The practical footnotes that keep this honest
A right to appear is not always the whole strategy, so a candid practitioner adds three footnotes. Local practice knowledge has value: knowing how a particular council schedules matters, or a particular RERA bench’s approach to interest, is intelligence an out of state advocate should acquire, sometimes by associating a local counsel for logistics while retaining strategy. Language can matter: proceedings and documents occasionally travel in the state language, and Marathi or Tamil paperwork may need translation support. And physical steps, execution proceedings, certified copies, the occasional in person evidence day, are easier with feet on the ground. None of this qualifies the legal right; it is simply the difference between a right and a plan.
Can AI help here?
In cross state representation, AI is the quiet enabler that makes the economics work.
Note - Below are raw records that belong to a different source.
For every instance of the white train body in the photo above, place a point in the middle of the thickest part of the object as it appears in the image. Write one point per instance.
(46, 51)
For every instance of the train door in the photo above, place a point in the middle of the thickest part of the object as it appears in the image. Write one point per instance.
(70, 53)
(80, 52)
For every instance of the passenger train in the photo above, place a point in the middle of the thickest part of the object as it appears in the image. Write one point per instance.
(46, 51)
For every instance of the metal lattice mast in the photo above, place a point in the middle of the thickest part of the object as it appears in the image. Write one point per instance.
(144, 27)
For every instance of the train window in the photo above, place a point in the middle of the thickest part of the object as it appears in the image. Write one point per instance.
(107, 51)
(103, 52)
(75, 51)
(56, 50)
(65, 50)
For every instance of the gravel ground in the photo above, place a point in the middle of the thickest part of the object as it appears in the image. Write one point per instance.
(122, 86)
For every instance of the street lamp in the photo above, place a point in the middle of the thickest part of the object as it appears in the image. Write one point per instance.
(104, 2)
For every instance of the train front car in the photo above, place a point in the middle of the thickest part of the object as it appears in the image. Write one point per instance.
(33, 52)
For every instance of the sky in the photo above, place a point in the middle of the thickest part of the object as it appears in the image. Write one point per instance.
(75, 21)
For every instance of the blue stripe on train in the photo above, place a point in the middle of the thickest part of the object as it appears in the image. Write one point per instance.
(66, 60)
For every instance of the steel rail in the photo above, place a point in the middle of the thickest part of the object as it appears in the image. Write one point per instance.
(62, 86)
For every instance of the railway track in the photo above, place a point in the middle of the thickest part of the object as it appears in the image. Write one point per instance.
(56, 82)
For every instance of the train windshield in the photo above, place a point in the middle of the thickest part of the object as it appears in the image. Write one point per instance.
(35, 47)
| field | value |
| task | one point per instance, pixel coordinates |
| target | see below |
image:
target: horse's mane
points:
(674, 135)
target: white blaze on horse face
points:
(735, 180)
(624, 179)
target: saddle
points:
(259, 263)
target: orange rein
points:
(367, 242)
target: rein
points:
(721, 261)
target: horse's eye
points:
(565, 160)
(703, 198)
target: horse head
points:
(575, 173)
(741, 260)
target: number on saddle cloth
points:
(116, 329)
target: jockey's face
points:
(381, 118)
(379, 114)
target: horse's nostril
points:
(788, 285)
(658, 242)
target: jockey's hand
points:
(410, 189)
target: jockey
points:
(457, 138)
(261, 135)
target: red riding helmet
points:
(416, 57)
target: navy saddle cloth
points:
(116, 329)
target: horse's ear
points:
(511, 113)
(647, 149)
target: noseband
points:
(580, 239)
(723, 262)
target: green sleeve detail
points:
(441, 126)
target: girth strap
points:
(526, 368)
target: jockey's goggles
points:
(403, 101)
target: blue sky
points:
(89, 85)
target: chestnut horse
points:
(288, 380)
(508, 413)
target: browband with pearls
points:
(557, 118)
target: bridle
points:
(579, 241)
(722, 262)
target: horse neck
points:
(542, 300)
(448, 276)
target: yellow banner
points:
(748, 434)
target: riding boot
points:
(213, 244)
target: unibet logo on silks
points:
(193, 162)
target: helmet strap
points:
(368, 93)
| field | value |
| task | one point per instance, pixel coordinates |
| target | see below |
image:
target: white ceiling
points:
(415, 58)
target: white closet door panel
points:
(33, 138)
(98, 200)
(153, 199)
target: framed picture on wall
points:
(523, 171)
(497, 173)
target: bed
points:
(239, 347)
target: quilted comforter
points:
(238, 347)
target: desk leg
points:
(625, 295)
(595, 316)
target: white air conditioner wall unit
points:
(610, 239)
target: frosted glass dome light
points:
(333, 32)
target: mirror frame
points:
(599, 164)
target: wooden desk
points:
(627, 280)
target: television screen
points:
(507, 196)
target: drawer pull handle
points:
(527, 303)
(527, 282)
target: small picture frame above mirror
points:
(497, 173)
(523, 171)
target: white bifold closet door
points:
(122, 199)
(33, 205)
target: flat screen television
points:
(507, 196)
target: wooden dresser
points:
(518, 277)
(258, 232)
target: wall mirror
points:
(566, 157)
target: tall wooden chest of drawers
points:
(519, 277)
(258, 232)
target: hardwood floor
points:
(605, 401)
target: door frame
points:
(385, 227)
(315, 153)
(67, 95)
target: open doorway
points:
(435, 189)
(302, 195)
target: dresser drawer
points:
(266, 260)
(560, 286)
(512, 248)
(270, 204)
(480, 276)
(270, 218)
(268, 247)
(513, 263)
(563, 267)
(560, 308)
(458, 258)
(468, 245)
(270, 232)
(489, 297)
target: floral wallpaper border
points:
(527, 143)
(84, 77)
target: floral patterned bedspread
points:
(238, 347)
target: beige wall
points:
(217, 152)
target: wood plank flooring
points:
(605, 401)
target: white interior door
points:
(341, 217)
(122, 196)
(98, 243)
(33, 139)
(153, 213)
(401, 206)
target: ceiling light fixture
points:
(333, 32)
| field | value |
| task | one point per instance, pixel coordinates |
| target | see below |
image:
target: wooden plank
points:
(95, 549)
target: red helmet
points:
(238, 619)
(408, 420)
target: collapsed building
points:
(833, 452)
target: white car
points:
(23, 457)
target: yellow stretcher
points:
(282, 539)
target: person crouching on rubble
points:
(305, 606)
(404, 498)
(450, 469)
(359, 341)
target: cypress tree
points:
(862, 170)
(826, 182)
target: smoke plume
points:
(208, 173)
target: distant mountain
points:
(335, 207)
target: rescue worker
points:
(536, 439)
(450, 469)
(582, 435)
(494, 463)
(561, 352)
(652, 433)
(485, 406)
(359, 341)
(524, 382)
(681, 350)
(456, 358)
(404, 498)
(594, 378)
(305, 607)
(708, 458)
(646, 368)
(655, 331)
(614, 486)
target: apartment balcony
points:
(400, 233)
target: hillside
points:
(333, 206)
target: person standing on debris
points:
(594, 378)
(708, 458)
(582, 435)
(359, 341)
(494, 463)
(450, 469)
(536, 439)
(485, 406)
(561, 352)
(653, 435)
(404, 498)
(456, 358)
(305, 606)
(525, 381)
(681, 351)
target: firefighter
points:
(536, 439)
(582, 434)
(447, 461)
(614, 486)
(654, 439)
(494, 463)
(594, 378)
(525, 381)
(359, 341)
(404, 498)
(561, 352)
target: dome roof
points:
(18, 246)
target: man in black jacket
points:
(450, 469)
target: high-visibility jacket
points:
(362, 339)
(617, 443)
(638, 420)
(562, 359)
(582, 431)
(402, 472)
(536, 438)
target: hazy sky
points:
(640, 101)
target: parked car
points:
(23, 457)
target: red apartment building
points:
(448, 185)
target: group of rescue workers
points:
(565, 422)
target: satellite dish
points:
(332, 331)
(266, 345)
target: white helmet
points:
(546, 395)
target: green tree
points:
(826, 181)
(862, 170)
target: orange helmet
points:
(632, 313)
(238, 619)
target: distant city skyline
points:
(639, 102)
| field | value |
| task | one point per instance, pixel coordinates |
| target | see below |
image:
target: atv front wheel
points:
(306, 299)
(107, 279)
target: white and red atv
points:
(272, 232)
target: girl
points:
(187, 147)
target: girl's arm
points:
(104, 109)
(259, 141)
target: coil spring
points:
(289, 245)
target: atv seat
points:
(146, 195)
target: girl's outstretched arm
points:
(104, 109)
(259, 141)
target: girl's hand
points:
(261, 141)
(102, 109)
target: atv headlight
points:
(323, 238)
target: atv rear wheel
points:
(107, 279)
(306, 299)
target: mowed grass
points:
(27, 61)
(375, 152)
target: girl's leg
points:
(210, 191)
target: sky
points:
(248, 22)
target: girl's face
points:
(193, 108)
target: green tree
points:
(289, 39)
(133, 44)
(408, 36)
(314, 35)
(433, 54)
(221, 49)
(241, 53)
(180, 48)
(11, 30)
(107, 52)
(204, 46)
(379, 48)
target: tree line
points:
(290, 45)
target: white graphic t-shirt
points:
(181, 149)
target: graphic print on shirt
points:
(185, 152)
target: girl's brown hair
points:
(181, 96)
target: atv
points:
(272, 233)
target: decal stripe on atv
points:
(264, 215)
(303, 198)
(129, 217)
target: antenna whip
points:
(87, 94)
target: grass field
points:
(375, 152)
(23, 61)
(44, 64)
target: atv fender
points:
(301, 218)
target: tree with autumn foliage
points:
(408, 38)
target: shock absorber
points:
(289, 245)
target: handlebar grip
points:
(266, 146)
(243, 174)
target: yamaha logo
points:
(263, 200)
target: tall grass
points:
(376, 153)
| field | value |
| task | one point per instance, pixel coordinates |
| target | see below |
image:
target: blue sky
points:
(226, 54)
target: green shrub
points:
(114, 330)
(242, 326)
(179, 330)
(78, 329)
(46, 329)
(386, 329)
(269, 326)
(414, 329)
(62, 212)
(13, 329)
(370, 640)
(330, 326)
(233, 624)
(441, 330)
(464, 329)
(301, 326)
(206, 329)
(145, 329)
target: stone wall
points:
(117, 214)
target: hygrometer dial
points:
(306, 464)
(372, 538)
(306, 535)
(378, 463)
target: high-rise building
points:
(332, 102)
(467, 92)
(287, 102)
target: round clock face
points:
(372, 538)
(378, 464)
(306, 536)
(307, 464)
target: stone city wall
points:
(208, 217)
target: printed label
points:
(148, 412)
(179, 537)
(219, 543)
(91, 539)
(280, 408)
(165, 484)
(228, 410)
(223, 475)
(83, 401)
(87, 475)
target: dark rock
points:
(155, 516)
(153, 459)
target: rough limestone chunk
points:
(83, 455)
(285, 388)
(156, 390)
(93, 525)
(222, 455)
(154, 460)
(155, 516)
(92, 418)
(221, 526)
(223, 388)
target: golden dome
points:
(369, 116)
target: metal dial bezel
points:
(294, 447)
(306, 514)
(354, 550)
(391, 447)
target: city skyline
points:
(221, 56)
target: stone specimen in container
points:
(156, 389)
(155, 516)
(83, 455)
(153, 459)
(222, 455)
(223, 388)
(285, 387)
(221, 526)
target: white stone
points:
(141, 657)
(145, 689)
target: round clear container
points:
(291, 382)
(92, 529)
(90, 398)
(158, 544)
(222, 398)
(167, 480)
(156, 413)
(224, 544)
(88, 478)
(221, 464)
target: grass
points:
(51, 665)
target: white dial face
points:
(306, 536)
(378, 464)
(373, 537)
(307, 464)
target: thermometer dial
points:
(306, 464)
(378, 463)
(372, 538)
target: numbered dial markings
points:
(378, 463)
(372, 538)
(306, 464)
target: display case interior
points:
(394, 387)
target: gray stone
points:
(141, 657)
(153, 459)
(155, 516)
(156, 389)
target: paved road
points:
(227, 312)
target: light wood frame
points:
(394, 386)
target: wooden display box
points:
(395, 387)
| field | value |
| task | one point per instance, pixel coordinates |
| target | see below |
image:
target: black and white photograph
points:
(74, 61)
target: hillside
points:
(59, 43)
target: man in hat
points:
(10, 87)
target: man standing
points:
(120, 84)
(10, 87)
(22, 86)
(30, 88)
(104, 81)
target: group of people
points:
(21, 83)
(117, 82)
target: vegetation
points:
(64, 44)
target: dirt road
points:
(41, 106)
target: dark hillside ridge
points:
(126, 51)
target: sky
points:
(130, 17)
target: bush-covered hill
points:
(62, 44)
Translation models turn a Marathi order or Tamil purchase order into working English in seconds, letting your trusted advocate handle a file that would once have required a local reader. AI research tools surface the destination forum’s recent orders and procedural circulars, compressing the local knowledge gap. Drafting assistants prepare chronologies, interest computations, and first draft pleadings for forums the advocate visits only virtually. But the judgment calls, whether to concede at conciliation, how to frame relief before a RERA bench, whether a translated clause means what the machine says it means, belong to a qualified human, because Section 30 gives the right of audience to an enrolled advocate, not to software, and professional accountability follows the human signature.
When to Review This
- Section 30 of the Advocates Act gives every enrolled advocate the right to practise before every court, tribunal, and evidence taking authority in India, and both MahaRERA and MSE Facilitation Councils sit squarely within that description. No local enrolment, no permission, no local counsel requirement, and with online filing and hybrid hearings, decreasing need for travel. Choose your advocate for trust and competence; the Constitution of the profession takes care of the geography.
Disclaimer
This article is for general information only and is not legal advice. Forum specific procedures vary, so take professional advice before acting.